A little more history: Zhou Enlai, the 20th-century Chinese Communist revolutionary, said, "All diplomacy is a continuation of war by other means." A little current reality: Iran's rulers, self-declared 21st-century Islamist revolutionaries, hold the same view.
Pulitzer Prize–winning Times columnist Thomas Friedman has been reassuring his readers that Iran is prepared to accept "curbs on its nuclear program" and to "roll back its nuclear program." To arrive at that conclusion requires ignoring not only what leading nonproliferation experts are saying but also what Iranian officials themselves have been saying. To take just one example: "Negotiations do not require concessions," Iranian parliamentarian Ali Motahari said recently. "Rather, negotiations are a tool for us to receive concessions."
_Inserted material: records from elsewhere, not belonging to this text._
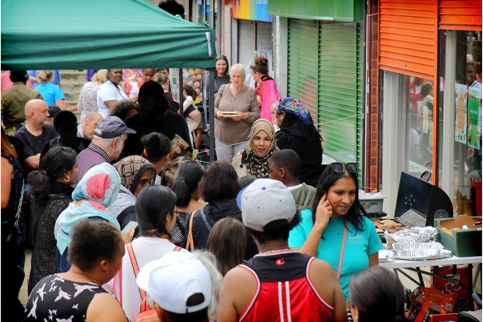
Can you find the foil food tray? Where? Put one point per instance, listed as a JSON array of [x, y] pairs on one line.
[[422, 254], [415, 246]]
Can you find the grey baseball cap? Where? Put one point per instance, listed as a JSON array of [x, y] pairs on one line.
[[111, 127]]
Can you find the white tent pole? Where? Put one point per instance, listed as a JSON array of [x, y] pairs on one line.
[[212, 114]]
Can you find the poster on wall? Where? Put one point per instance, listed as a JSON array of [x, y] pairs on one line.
[[461, 91], [474, 117], [256, 10]]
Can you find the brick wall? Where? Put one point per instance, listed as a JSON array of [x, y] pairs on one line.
[[373, 144]]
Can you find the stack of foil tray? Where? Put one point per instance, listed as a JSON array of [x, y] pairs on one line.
[[420, 251]]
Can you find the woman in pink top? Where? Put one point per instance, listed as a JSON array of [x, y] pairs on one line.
[[267, 93]]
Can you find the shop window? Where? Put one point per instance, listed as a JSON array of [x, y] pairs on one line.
[[417, 97], [460, 123]]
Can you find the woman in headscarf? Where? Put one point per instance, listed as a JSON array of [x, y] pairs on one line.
[[136, 173], [297, 132], [260, 145], [96, 191]]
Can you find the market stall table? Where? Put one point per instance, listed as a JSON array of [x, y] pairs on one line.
[[399, 263], [415, 266]]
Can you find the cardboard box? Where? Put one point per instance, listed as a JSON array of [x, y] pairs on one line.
[[462, 242]]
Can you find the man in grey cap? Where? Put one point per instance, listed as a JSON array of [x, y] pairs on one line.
[[106, 145]]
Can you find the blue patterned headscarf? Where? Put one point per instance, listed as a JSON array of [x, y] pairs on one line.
[[293, 106]]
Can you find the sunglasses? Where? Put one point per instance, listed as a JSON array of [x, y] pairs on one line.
[[340, 167]]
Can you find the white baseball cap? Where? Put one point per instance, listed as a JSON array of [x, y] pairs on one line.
[[264, 201], [171, 280]]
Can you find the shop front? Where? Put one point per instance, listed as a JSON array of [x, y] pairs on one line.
[[252, 27], [325, 69], [430, 62]]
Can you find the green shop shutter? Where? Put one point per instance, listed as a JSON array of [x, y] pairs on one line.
[[341, 92], [302, 60]]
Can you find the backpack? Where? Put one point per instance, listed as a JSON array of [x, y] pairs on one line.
[[146, 313]]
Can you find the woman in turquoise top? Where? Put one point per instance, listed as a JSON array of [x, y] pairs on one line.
[[342, 235]]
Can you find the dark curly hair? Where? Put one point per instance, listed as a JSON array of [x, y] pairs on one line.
[[93, 241], [328, 178]]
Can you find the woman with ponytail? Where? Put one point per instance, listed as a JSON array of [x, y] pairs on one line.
[[186, 188], [50, 194], [156, 219], [267, 93]]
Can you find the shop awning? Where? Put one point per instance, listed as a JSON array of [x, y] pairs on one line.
[[330, 10], [60, 34]]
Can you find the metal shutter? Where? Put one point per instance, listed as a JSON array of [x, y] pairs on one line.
[[408, 37], [460, 15], [302, 60], [341, 91]]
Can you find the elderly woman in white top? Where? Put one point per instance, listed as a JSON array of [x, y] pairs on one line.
[[88, 95], [236, 108], [111, 92]]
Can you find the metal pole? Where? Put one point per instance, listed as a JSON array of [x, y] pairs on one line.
[[212, 114], [180, 90]]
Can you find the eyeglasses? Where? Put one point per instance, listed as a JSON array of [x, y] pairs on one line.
[[340, 167]]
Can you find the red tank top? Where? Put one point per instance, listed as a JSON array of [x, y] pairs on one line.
[[284, 290]]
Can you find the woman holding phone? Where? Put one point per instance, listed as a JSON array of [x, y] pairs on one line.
[[336, 229]]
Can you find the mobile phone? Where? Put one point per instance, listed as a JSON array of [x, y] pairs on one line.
[[130, 225]]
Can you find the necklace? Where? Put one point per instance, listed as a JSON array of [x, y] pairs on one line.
[[85, 276], [275, 251]]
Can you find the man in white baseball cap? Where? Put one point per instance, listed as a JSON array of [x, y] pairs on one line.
[[180, 284], [278, 284]]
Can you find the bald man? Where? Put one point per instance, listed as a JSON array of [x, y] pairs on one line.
[[35, 133]]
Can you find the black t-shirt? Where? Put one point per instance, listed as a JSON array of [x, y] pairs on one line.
[[169, 124], [33, 145]]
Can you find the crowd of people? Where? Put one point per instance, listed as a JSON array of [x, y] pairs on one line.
[[123, 225]]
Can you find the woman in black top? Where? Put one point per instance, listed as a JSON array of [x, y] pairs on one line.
[[95, 252], [297, 132], [51, 189], [219, 187]]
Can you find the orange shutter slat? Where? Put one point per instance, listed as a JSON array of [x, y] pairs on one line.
[[408, 35], [460, 15]]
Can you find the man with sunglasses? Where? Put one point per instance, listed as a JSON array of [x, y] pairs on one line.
[[336, 229]]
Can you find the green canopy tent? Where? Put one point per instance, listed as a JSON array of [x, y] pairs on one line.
[[99, 34], [82, 34]]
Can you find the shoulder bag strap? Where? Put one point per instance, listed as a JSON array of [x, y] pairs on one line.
[[205, 219], [190, 244], [135, 267], [342, 250]]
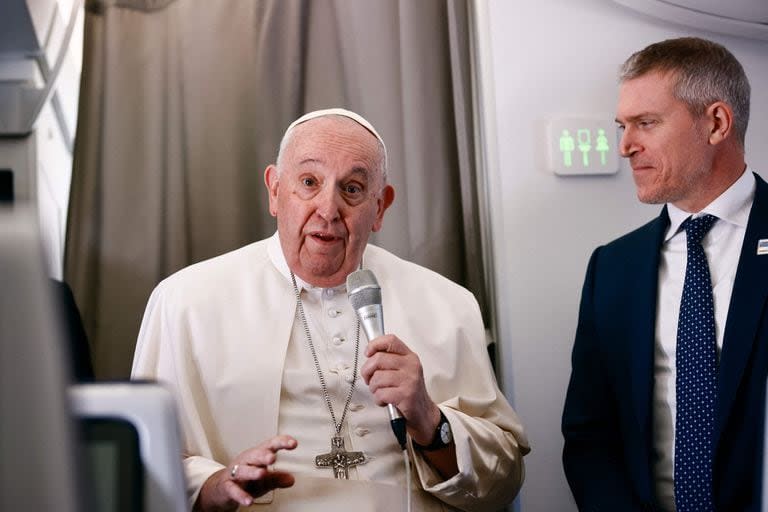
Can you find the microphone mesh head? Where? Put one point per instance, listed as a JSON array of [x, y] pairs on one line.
[[363, 289]]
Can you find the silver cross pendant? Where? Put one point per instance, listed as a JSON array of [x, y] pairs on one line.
[[339, 459]]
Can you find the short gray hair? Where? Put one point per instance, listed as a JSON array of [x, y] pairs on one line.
[[339, 114], [705, 72]]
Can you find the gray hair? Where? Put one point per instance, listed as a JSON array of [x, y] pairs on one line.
[[339, 114], [705, 72]]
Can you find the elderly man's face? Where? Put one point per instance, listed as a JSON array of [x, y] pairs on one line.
[[328, 198], [667, 146]]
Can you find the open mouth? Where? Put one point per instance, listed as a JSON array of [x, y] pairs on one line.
[[324, 237]]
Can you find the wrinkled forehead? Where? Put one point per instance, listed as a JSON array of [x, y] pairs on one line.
[[336, 137]]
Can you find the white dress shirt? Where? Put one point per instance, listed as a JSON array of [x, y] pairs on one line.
[[223, 335], [722, 246]]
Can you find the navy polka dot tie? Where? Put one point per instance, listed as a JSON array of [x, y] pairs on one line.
[[696, 377]]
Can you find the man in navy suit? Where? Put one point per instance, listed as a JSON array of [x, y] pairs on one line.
[[683, 110]]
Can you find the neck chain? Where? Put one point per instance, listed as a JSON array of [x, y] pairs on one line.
[[338, 459], [336, 425]]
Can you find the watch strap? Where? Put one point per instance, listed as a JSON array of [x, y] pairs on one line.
[[437, 439]]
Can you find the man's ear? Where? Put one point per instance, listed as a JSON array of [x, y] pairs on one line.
[[384, 201], [720, 116], [272, 181]]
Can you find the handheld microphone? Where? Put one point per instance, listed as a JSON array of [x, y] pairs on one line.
[[365, 295]]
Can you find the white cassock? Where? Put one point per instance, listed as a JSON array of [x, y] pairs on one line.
[[224, 335]]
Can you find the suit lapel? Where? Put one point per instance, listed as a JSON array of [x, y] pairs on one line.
[[750, 290], [642, 317]]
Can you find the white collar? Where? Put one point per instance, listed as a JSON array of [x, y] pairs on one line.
[[731, 206]]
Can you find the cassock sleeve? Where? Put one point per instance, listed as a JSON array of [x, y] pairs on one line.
[[489, 438], [162, 355]]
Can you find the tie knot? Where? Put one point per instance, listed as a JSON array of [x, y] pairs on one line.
[[695, 229]]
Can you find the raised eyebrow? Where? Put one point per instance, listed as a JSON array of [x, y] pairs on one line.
[[359, 171], [632, 119], [310, 161]]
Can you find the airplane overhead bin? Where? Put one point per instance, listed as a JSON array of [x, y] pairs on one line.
[[742, 18], [39, 84]]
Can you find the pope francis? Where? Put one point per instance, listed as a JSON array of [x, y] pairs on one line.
[[279, 399]]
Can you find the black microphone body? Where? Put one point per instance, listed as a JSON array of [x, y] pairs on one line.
[[365, 295]]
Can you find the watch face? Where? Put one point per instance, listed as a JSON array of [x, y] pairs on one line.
[[445, 433]]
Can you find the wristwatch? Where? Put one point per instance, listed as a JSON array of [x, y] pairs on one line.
[[442, 438]]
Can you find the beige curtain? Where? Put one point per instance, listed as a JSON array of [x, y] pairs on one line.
[[183, 104]]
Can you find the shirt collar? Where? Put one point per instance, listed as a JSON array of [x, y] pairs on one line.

Friedman goes on to impugn the motives of those concerned that Iran is about to defeat America at the negotiating table — just as North Korea has done. "Never have I seen Israel and America's core Arab allies working more in concert to stymie a major foreign policy initiative of a sitting U.S. president, and never have I seen more lawmakers — Democrats and Republicans — more willing to take Israel's side against their own president's," he writes. "I'm certain this comes less from any careful consideration of the facts and more from a growing tendency by many American lawmakers to do whatever the Israel lobby asks them to do in order to garner Jewish votes and campaign donations." Really? He's certain these "many American lawmakers" lack both intelligence and integrity?
Washington Post columnist David Ignatius also believes it has become possible to have "an American rapprochement" with Iran — or at least that it would be if not for Israeli and Saudi efforts to "scuttle" progress. He accuses the French of gumming up the works as well — not because they sincerely believe that the Iranian offer in Geneva earlier this month was a "sucker's deal" but out of greed — to position themselves "as the West's prime weapons supplier to the Saudis."
A modest proposal: Secretary of State John Kerry should use this quarrel to his advantage. He should say to Iran's negotiators: "Look, I'm a reasonable guy. But it's not just up to me or even President Obama. There's also Congress — those guys are cynical. And in the U.S., we have to put up with the warmongers and naysayers. We don't have your . . . freedom of maneuver. So help me help you: Verifiably halt and dismantle your military-nuclear program — the one you insist you don't need, yout don't want, and doesn't exist. Suspend all enrichment and reprocessing — as you are required to do under international law, including multiple U.N. Security Council resolutions. Then we'll work with you to revive Iran's ailing economy. And all those warmongers and naysayers — we'll prove them wrong!"